The first half hour had that Neumos "let's all stand here with our hands in our pockets" feeling that Seattle audiences can be known for. But at the same time, bands on stage have to earn the respect of the crowd so it's partly admiral. Anyway, some of their first songs, especially those with a slight country twang, felt more suited for a crowd in Nashville or North Carolina. And they struck me as the type of band that had a better chance of making it out of Seattle, rather than in Seattle, if that makes sense.
To be fair, last night was only the band's fourth time playing out and they're already opening up for the Vaselines, which naturally is going to add a good amount of pressure.

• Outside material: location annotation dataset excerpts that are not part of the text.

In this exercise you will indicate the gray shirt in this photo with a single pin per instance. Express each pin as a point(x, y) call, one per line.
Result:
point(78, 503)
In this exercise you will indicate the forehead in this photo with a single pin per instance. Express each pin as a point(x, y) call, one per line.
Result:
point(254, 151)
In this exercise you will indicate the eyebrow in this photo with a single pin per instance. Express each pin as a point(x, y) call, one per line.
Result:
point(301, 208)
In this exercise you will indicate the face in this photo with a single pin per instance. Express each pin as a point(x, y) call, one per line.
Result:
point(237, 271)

Although they later denied it, there was definitely some nervous energy on stage throughout their set, but they eventually smoothed all of that out.
As the songs picked up in pace and the more energy Hallways was able to give the audience, the crowd didn't hesitate to give it right back. At some point, Hawai'ian transplant Kimo Muraki, who was playing banjo in the beginning switched to saxophone and it added a whole new dynamic. I think my favorite original songs of theirs from last night were "Roses" and "All You Have To Do." Even though the latter is full of that pillow-talk Southern romance appeal, it's a gorgeous ballad nonetheless.
The crowd reacted best when they jumped into "Comfortably Numb." It's sort of ballsy to cover Pink Floyd like that, especially at the end of their set when the room was packed with people. What stood out most was that they had a fuller sound during that song than they did on any other -- Grant flailed about in full rock star mode, Stephanie with her short dress, cute looks, and endless gams, crooned with the more energy than she did all night, and Kimo even switched to lap steel guitar. They played the moment up and closed out strong, which the audience seemed to appreciate. Even though they've got some kinks to work out (it being their fourth show and all) it wasn't a bad set at all.
On a random note: Why the hell did people keep shooting streamers and blowing bubbles into the crowd? I felt like I was in Fear and Loathing at one point with all types of ribbons and bubbles and party favors (not those kind of party favors) touching my face! I'm not sure if that was a part of the act, but it sure seemed weird.